Recent advances in masked diffusion language models (MDLMs) narrow the quality gap to autoregressive LMs, but their sampling remains expensive because generation requires many full-sequence denoising passes with a large Transformer and, unlike autoregressive decoding, cannot benefit from KV caching. In this work, we exploit the flexibility of the diffusion framework and study model scheduling, where a smaller MDLM replaces the full model at a subset of denoising steps. Across models trained on OpenWebText and LM1B, we show that early and late denoising steps are substantially more robust to such replacement than middle steps, enabling up to a 17% reduction in FLOPs with only modest degradation in generative perplexity under both unconditional and prefix-conditional generation, while preserving sample diversity. We support these findings with a step-importance analysis based on loss and KL divergence between small and large models across timesteps, as well as an exhaustive search over coarse step segments, both of which identify the middle of the diffusion trajectory as most sensitive consistently across datasets. Our results suggest that simple, architecture-agnostic scheduling rules can significantly accelerate MDLM sampling while largely preserving generation quality.


Engineering Breakdown

Plain English

This paper shows that masked diffusion language models (MDLMs) can be sped up by swapping in a smaller model during specific denoising steps without hurting output quality. The key finding: early and late denoising steps are robust to using a cheaper model, while middle steps need the full model—enabling up to 17% FLOP reduction with only modest quality loss.

Key Engineering Insight

Not all denoising iterations contribute equally to final output quality. By identifying which steps tolerate model downscaling, you can cut inference compute significantly while maintaining comparable perplexity—this is a practical scheduling trick that works across different model sizes and generation modes.

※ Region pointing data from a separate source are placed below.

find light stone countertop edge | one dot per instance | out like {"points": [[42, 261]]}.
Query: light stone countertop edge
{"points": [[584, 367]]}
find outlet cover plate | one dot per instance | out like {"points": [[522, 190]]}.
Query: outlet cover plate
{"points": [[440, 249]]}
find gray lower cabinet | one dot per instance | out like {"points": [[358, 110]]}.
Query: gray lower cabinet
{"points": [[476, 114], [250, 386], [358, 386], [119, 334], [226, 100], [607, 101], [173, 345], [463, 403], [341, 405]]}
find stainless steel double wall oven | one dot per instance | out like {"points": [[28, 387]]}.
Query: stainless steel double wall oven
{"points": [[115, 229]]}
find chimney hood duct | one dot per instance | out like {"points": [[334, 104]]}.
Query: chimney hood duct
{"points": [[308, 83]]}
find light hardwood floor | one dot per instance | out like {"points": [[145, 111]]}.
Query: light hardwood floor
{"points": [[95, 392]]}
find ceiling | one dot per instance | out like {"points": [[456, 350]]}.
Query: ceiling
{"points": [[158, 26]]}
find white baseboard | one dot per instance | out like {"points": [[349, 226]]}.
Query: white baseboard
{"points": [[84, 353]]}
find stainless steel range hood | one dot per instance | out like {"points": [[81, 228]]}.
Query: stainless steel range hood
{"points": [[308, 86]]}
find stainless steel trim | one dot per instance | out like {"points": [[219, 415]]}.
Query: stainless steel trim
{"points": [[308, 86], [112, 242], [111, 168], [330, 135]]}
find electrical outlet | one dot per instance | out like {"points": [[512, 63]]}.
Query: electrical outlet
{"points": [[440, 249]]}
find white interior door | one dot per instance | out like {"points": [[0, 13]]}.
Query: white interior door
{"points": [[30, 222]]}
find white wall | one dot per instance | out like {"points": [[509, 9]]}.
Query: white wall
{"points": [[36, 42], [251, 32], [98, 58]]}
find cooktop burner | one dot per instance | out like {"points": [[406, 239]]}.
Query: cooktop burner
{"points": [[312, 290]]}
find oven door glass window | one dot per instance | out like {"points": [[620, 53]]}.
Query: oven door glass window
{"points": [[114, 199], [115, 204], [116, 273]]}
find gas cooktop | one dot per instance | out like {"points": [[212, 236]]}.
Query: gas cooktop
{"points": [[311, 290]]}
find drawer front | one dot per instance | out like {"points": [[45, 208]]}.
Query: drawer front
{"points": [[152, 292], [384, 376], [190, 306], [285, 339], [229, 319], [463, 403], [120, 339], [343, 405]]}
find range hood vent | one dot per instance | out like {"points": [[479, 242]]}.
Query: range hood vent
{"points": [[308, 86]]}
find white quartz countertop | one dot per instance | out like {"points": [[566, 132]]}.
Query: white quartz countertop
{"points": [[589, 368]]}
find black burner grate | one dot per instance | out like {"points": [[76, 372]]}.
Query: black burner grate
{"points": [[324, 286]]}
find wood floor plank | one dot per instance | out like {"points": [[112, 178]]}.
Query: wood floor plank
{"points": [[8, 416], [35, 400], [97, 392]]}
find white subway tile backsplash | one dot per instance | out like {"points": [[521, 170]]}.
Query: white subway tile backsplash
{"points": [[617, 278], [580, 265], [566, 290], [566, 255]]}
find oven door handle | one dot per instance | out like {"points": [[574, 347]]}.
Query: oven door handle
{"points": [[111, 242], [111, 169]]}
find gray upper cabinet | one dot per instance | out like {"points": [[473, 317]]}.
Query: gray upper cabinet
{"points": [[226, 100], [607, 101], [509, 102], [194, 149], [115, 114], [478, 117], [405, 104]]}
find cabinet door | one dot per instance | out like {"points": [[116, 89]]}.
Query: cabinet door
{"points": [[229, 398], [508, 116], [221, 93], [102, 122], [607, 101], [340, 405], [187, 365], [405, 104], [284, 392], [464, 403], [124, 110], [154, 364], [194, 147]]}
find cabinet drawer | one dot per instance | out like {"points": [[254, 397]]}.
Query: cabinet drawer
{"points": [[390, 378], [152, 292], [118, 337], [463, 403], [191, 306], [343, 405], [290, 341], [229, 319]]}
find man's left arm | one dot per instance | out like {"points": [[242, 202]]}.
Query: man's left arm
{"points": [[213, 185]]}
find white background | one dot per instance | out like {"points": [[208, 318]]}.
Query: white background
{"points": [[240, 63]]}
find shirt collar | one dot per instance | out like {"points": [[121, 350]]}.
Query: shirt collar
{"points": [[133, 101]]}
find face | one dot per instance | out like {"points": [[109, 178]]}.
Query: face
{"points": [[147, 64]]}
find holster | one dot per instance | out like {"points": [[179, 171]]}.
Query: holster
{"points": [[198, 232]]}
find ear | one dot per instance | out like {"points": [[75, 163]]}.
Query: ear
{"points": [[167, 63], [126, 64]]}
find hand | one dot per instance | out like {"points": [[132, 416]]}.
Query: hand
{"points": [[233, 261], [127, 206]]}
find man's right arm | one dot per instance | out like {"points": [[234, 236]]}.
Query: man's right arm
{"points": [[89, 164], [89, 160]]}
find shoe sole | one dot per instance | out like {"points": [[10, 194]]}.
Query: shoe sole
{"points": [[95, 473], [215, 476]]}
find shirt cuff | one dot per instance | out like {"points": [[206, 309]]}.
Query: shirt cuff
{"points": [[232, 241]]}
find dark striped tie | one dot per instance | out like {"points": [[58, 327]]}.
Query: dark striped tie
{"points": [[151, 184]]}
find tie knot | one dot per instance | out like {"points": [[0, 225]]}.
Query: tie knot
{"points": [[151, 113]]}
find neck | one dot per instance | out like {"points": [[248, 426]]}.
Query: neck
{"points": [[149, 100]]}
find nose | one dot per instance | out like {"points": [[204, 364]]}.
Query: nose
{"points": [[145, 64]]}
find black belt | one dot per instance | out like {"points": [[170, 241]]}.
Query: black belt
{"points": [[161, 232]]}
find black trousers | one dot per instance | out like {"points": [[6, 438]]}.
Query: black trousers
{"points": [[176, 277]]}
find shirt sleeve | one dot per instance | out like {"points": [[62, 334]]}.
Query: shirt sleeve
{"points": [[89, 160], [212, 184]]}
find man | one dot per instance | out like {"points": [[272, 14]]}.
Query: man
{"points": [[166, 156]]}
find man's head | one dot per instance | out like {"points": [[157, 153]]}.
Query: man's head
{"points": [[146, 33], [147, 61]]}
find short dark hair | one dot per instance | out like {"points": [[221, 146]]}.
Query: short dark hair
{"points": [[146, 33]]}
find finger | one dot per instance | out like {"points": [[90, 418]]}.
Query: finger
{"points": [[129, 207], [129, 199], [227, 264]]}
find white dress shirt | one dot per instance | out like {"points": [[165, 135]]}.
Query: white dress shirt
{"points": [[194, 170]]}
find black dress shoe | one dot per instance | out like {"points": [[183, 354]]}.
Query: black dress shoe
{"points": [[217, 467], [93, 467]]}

Why It Matters for Engineers

MDLMs are becoming competitive alternatives to autoregressive LMs but their inference cost is prohibitive because they require many full-sequence forward passes and can't use KV caching. A 17% FLOP reduction directly translates to faster, cheaper inference at scale—critical for deploying these models in production where latency and cost are blocking issues.

Research Context

MDLMs recently closed the quality gap to autoregressive models, but their sampling efficiency remained a barrier to adoption. Prior work focused on reducing the number of denoising steps; this paper instead optimizes which steps need the full model. This enables a new optimization axis—variable model capacity during generation—that complements existing techniques and makes MDLMs more viable for real-world deployment.